A friend wold not treat you that way.

A friend would bring comfort and not pain......

It's interesting how we allow our refuser spouses to treat us with such disregard and disrespect. Because we wouldn't accept that behavior from others. We would sever friendships and family ties for less. Yet the person who vowed to love honor and cherish does the exact opposite and we allow it. For me it was the bait and switch. he became this cold disrespectful provider and I fell into the role of housekeeper and parent. My personal needs became my own responsibility. He made that loud and clear day after day when I reached out and he turned his back. When I begged him. When I cried. When I write him letters. His continual refusal put me into a depression. And then. I figured it out. It wasn't me. It was him. There was nothing I could do to change him. He was content. I was miserable. So I took my happiness back. He didn't deserve me.

I am very glad that you realized it was not you. Many times, the tendency is to blame yourself and wonder what is the matter with you.

Stay strong and put all that effort into making a life for yourself....

You are right and that's why I'm out of my sexless marriage.

Mettamomma have you been enjoying yourself?

"It's a one sided non emotional business arrangement and you're just part of the inventory." Very apt.

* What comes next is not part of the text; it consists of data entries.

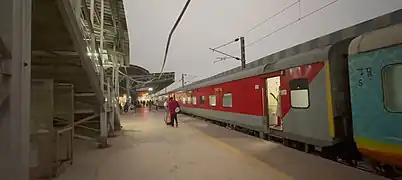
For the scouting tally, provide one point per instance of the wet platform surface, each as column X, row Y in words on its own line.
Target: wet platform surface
column 147, row 149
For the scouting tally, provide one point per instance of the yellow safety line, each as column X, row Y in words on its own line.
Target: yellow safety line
column 244, row 156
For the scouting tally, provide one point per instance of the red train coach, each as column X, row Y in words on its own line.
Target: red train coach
column 302, row 98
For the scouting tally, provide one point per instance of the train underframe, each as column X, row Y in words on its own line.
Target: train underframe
column 345, row 152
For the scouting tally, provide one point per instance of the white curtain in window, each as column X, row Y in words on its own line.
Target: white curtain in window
column 227, row 100
column 212, row 100
column 299, row 98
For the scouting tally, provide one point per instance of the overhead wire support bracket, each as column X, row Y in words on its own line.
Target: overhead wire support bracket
column 228, row 55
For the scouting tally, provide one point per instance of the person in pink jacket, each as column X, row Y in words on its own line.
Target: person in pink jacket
column 172, row 107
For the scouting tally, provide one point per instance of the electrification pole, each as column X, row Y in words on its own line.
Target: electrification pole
column 228, row 56
column 243, row 53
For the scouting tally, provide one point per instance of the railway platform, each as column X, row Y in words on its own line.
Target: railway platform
column 147, row 149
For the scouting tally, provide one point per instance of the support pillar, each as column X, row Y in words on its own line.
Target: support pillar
column 104, row 118
column 15, row 75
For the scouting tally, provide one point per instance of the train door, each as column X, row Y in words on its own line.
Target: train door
column 273, row 102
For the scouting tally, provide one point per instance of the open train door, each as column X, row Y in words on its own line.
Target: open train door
column 273, row 102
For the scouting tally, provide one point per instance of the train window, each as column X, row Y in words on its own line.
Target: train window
column 212, row 100
column 392, row 87
column 202, row 99
column 227, row 100
column 194, row 100
column 299, row 93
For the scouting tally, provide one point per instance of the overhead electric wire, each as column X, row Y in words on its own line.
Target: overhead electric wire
column 291, row 23
column 273, row 16
column 171, row 33
column 223, row 45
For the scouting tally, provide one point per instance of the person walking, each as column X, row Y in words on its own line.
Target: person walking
column 174, row 108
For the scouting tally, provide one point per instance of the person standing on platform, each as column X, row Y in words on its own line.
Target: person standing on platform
column 174, row 108
column 156, row 105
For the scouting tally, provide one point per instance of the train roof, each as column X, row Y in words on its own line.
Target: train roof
column 378, row 39
column 307, row 49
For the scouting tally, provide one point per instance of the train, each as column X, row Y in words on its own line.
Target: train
column 338, row 95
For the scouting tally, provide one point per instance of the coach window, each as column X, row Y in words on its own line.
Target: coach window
column 392, row 87
column 202, row 99
column 212, row 100
column 194, row 100
column 299, row 93
column 227, row 100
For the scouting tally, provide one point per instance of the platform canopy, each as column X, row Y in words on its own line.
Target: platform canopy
column 141, row 80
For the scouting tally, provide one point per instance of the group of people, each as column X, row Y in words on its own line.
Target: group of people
column 172, row 108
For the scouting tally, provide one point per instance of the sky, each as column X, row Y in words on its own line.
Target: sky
column 210, row 23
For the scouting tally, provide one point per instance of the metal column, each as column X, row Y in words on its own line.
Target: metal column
column 15, row 75
column 103, row 120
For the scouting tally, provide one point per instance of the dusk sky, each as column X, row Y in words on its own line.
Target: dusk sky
column 210, row 23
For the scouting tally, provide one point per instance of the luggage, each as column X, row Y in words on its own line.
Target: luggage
column 168, row 120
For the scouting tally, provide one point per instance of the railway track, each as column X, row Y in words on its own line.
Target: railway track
column 360, row 165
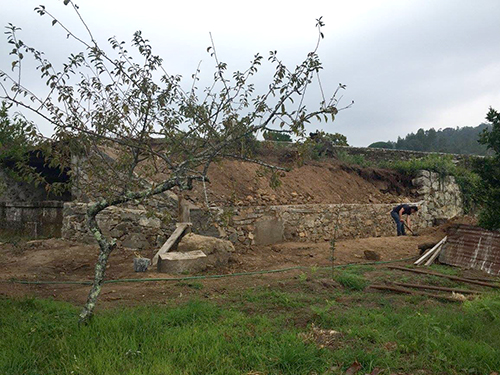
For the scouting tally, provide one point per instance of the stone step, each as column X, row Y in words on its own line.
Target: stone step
column 176, row 262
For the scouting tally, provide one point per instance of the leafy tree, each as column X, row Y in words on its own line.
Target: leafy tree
column 457, row 141
column 277, row 136
column 139, row 131
column 388, row 144
column 489, row 170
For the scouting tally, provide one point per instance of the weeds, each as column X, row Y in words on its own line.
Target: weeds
column 350, row 280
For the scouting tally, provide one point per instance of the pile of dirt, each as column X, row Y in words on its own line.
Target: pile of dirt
column 243, row 183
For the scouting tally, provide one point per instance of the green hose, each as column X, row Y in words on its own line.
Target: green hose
column 41, row 282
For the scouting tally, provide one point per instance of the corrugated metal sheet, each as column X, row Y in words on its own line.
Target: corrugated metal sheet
column 472, row 247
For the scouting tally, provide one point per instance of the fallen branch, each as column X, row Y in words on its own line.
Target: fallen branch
column 454, row 278
column 413, row 292
column 443, row 288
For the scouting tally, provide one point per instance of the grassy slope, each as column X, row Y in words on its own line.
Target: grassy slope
column 257, row 332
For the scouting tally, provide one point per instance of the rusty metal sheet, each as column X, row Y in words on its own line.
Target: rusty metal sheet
column 472, row 247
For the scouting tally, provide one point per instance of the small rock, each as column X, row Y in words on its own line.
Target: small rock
column 371, row 255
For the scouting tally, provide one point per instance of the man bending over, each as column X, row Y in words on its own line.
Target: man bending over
column 397, row 214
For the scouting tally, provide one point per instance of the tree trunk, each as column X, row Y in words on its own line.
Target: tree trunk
column 100, row 269
column 106, row 248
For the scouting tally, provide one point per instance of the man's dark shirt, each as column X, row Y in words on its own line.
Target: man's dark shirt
column 406, row 211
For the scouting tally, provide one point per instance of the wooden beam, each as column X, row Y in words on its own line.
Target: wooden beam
column 429, row 252
column 443, row 288
column 413, row 292
column 454, row 278
column 173, row 241
column 434, row 255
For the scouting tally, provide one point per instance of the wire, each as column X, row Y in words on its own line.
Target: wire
column 238, row 274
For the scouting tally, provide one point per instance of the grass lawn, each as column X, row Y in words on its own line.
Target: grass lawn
column 265, row 330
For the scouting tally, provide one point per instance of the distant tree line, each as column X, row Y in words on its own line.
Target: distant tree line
column 456, row 141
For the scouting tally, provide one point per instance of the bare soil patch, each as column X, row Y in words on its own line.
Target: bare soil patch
column 58, row 260
column 242, row 183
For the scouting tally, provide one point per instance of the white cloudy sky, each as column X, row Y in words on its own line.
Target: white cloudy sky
column 407, row 64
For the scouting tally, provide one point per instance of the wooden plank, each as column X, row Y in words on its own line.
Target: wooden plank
column 443, row 288
column 454, row 278
column 429, row 252
column 413, row 292
column 434, row 255
column 172, row 241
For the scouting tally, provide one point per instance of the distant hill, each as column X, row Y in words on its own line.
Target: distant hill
column 449, row 140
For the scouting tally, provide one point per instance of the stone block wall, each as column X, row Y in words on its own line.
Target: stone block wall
column 31, row 219
column 265, row 225
column 440, row 199
column 133, row 228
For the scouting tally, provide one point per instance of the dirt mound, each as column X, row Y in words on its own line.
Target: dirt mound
column 244, row 183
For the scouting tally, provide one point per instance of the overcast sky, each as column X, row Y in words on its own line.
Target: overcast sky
column 407, row 64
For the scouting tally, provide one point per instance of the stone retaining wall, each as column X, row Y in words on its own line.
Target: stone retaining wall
column 133, row 228
column 31, row 219
column 265, row 225
column 439, row 197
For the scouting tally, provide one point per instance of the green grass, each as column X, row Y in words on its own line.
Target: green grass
column 258, row 330
column 350, row 280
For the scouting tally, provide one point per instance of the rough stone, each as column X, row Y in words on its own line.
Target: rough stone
column 218, row 251
column 372, row 255
column 179, row 262
column 269, row 231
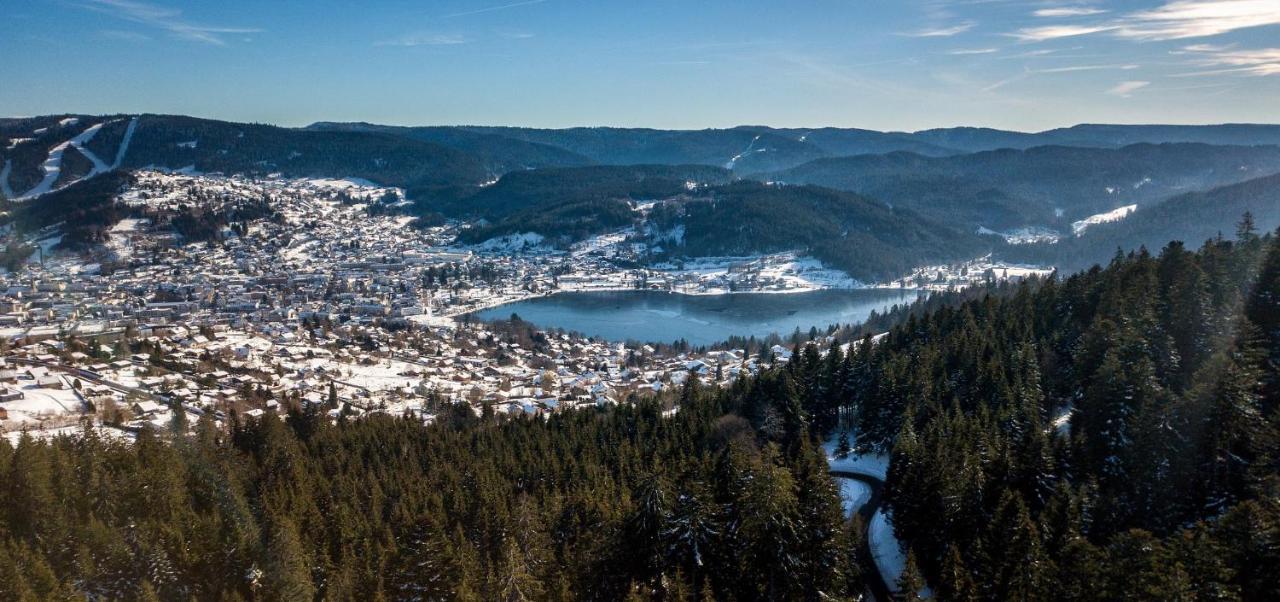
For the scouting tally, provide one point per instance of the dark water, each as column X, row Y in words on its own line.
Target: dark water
column 644, row 315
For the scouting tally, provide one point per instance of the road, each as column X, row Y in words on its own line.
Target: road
column 77, row 373
column 876, row 584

Sadly, most people inside the SM dynamic can't see the dysfunction that is so blindingly obvious. It's like we suffer from cognitive dissonance until the pain becomes too much. Then we end up in a place like ILIASM, and slowly but surely, the layers of denial we've wrapped ourselves up in start to unravel.

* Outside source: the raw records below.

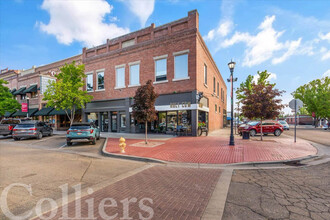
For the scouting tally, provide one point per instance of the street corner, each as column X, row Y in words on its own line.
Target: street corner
column 212, row 150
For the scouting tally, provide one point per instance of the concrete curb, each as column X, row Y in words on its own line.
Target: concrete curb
column 203, row 165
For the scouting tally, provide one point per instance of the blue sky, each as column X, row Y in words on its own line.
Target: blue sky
column 289, row 38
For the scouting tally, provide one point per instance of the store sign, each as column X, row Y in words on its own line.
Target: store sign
column 179, row 105
column 24, row 107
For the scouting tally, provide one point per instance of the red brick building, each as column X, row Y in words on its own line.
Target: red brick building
column 175, row 57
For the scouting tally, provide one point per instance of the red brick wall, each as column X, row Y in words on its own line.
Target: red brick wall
column 204, row 57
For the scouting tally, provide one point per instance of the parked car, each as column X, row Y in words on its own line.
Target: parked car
column 31, row 129
column 83, row 131
column 285, row 124
column 7, row 126
column 268, row 127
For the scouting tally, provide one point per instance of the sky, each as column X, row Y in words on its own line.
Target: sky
column 288, row 38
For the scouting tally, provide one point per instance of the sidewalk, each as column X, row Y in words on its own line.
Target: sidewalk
column 214, row 149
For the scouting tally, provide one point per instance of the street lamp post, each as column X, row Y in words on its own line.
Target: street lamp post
column 28, row 104
column 231, row 66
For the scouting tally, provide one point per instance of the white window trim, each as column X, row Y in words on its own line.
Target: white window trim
column 161, row 57
column 118, row 67
column 180, row 79
column 156, row 66
column 129, row 70
column 90, row 73
column 159, row 82
column 179, row 54
column 97, row 79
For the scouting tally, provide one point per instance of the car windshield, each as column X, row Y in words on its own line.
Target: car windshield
column 77, row 127
column 25, row 126
column 253, row 123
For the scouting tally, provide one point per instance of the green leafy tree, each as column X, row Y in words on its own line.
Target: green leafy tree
column 144, row 105
column 316, row 97
column 247, row 84
column 7, row 102
column 66, row 92
column 261, row 102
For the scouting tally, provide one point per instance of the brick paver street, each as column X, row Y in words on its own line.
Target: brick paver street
column 215, row 150
column 176, row 193
column 301, row 193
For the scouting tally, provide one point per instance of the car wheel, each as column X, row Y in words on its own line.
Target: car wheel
column 253, row 132
column 39, row 135
column 277, row 132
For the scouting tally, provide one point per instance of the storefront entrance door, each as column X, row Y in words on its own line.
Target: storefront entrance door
column 114, row 122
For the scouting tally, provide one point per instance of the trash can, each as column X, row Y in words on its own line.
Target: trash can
column 246, row 135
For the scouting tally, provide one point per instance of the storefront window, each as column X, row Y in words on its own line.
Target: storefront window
column 184, row 119
column 171, row 120
column 123, row 121
column 162, row 121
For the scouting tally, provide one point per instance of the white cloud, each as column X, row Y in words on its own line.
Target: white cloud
column 225, row 25
column 326, row 74
column 141, row 8
column 81, row 21
column 263, row 46
column 325, row 36
column 272, row 76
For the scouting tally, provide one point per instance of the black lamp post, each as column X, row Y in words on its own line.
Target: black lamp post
column 28, row 104
column 231, row 66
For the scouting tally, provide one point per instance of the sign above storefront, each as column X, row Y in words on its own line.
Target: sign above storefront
column 178, row 104
column 24, row 107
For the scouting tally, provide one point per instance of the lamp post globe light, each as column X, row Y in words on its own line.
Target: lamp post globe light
column 231, row 66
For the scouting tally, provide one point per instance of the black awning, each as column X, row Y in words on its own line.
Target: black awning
column 20, row 91
column 8, row 114
column 32, row 111
column 31, row 89
column 44, row 111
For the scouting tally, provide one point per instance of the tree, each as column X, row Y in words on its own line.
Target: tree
column 262, row 79
column 7, row 102
column 144, row 105
column 66, row 92
column 316, row 97
column 261, row 103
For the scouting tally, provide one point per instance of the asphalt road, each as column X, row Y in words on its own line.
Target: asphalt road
column 47, row 164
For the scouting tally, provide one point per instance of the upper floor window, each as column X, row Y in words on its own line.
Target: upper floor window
column 134, row 74
column 181, row 66
column 120, row 77
column 89, row 82
column 214, row 85
column 161, row 70
column 100, row 80
column 205, row 74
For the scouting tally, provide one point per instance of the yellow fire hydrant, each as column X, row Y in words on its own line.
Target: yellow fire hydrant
column 122, row 145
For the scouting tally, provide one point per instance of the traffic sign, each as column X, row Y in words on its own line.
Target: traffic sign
column 294, row 102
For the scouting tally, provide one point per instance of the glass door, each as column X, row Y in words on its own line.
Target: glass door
column 114, row 121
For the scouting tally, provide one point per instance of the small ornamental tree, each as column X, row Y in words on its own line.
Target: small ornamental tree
column 261, row 103
column 7, row 102
column 66, row 92
column 316, row 97
column 144, row 105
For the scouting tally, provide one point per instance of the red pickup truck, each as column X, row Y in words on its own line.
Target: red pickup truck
column 268, row 127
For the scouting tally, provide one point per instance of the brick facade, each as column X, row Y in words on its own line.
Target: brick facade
column 143, row 46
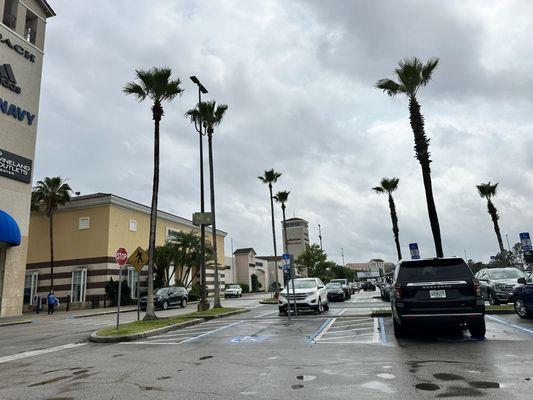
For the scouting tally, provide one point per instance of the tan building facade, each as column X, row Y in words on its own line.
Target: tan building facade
column 22, row 31
column 87, row 233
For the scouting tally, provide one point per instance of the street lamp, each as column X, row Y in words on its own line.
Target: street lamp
column 203, row 294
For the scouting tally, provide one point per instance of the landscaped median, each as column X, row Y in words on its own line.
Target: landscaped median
column 142, row 329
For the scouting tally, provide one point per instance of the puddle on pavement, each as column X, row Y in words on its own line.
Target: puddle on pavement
column 484, row 385
column 448, row 377
column 430, row 387
column 306, row 378
column 297, row 386
column 59, row 378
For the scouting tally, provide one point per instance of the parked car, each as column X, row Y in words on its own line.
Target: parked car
column 233, row 291
column 311, row 294
column 335, row 292
column 367, row 285
column 345, row 286
column 437, row 291
column 498, row 284
column 385, row 287
column 523, row 297
column 166, row 297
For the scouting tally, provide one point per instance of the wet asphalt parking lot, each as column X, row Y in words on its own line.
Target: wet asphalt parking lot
column 342, row 354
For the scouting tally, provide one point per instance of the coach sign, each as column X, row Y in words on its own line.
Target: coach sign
column 15, row 167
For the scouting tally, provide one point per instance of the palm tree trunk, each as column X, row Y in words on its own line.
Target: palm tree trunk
column 274, row 238
column 216, row 299
column 422, row 154
column 157, row 112
column 395, row 229
column 494, row 215
column 51, row 227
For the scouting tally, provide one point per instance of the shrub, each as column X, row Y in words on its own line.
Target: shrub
column 245, row 287
column 111, row 291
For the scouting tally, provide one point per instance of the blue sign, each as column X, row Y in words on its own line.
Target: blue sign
column 415, row 253
column 526, row 241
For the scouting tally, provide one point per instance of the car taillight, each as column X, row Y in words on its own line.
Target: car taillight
column 398, row 291
column 477, row 287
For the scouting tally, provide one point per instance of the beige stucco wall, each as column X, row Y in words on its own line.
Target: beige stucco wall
column 18, row 137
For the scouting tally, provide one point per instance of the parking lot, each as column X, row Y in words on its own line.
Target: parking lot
column 340, row 354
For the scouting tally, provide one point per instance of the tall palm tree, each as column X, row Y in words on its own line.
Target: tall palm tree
column 156, row 85
column 388, row 186
column 48, row 195
column 269, row 177
column 412, row 74
column 210, row 115
column 488, row 191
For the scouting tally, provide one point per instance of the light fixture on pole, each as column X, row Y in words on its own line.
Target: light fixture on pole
column 203, row 294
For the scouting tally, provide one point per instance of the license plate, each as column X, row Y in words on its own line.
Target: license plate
column 437, row 294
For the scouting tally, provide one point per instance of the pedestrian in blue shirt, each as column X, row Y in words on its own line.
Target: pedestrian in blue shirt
column 52, row 302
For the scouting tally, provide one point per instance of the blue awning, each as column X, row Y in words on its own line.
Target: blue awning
column 9, row 230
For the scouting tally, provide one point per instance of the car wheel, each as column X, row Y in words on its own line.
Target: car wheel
column 493, row 301
column 399, row 330
column 477, row 329
column 521, row 309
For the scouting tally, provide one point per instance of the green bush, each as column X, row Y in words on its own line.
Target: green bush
column 111, row 291
column 245, row 287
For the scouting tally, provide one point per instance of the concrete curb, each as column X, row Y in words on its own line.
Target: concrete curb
column 154, row 332
column 26, row 321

So true. So sad and so true.

I reckon most people here would agree that the typical ILIASM deal is headed nowhere, except in ongoing misery. And that under such circumstances the smart play is probably to get out.
-
I think the real difficulty is in posters who think that theirs is NOT a typical ILIASM deal, that it is NOT headed nowhere, and that the smart play is NOT to get out.
-
Once members see themselves that their deal is, in fact a typical ILIASM deal, they tend to move forward to resolution.
And this post of yours carpdiem, illustrates one of the key elements of that recognitian, that the ILIASM member is not loved in a way that is meaningful to them.
-
Tread your own path.

Bazaar. I couldn't agree more. At the beginning when the refusing started I didn't really notice. And then, when the frustration, loneliness, sadness and pain set in I was overwhelmed at the thought of leaving because of the family and our home. So I traded my happiness and peace for an intact family. For what? When I did leave my children's all said they had wished if done it sooner. I found out who my true friends are. I have peace. I have found natural affection in a man who-not only tells me he loves me and I'm beautiful- but his actions mirror his words. My ex was a master withholder. Power over me because I was a mother and was tied to a mortgage. Selfishly controlling. I'm so much better off not being tied down under that sort of stress. At night I peacefully sleep next to a man who appreciates all that I am and he wraps his arms around me as I sleep on his chest. Listening to his heart beat. It's delicious and I never take him or one minute of our life together for granted. Because I know I'm very lucky.

I would agree. You can't change refusers. You can't trust or believe them. You will live a life of constant disappointment and you will be deeply hurt. Not only that- the mental and emotional abuse that results is often labelled as somehow "your fault". Another lie. A cowardly selfish lie that refusers easily tell because they want zero personal accountability.

Withholding is a form of power and control. in other words abuse. The withholder gains power over the one longing for normal human contact and love.

So true. Leaving him was the best thing I ever did.